Oxana Malaya was rescued from the wild at a younger age than Victor, but the question still remained as to whether the years spent living with dogs have damaged her chances of ever becoming a socialised human being.
There are few cases of feral children who have been able to fully compensate for the neglect they’ve suffered. Oxana is now 22, but her future still hangs in the balance. Have scientists learned enough from previous cases to rehabilitate her?
Oxana has made good progress; she has learned to talk which is unusual in cases of feral children. Linda Blair offers an explanation “Oxana had to have heard language on a regular basis.
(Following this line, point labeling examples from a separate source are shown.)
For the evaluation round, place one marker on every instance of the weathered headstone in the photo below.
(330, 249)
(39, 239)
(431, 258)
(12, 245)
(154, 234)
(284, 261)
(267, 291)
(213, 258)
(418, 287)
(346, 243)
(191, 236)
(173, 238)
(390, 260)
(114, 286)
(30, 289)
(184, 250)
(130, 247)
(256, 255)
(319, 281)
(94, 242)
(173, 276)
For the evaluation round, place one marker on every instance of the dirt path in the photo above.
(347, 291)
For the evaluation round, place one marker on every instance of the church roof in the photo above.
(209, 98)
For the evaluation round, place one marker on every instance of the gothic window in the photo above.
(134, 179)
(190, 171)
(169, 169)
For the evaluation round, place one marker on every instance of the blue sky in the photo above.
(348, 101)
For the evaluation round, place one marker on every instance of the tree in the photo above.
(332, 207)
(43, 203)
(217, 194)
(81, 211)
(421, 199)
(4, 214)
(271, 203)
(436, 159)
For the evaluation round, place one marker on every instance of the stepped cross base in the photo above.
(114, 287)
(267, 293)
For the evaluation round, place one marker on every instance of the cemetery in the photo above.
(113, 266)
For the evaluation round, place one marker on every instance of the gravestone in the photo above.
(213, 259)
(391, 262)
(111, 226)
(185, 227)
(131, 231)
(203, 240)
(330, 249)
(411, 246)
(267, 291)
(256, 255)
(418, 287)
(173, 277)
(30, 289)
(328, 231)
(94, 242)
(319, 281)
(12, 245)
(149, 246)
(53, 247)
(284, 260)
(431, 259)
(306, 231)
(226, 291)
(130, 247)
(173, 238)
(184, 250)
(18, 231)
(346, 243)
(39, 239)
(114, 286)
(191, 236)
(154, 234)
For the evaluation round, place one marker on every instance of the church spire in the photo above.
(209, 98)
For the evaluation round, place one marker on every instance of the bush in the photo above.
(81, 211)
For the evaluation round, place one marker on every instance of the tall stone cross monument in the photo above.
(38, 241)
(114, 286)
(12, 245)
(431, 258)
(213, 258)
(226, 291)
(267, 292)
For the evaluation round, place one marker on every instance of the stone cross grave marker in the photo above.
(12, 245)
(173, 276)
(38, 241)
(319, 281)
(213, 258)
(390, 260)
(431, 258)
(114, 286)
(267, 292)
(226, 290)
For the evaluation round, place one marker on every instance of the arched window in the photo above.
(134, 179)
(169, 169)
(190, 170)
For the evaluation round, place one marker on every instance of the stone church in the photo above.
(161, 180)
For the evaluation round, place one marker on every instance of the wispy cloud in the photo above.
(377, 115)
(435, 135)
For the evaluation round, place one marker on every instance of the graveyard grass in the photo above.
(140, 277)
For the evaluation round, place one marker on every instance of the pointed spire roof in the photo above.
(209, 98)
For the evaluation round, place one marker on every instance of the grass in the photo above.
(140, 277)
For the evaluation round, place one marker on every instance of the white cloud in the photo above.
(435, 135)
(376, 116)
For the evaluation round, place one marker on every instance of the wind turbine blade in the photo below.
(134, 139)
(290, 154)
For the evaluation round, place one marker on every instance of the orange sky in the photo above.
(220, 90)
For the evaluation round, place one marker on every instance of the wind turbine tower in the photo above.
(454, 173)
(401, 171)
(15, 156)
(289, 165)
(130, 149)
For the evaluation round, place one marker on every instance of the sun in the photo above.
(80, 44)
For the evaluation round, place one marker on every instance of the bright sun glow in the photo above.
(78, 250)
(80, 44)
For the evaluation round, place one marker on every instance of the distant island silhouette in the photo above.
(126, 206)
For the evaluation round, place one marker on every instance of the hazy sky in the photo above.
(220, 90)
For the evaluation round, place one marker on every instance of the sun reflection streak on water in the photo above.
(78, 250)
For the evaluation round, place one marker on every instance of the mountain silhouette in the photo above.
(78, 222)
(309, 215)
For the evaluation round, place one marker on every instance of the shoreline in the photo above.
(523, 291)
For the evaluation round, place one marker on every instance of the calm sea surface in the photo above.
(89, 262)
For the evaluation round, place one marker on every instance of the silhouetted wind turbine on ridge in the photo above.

It may not have been directed to her, but she had to have been exposed to it and also to have seen humans talking to each other”. Victor never learned to talk and Genie Wiley, the wild girl from Los Angeles, although able to learn words, never mastered grammar so was unable to hold any kind of conversation.
In order to get a clearer sense of Oxana’s intellectual capacities Dr Lyn Fry asks her to draw a picture of her home with herself in it. “A drawing of a person has always been taken as a good judge of basic ability and her drawing was what you would expect from a six year old”.
Dr Fry has also brought some standard cognitive tests to assess Oxana’s verbal and non-verbal skills. After an exhaustive session, Oxana only manages to demonstrate the ability of a five year old.
Today, Oxana lives in the Baraboy Clinic in Odessa where she works with the farm animals. Dr Vladimir Nagorny offers his view “She’s only able to live this practical life in this particular community under the supervision of her carers”.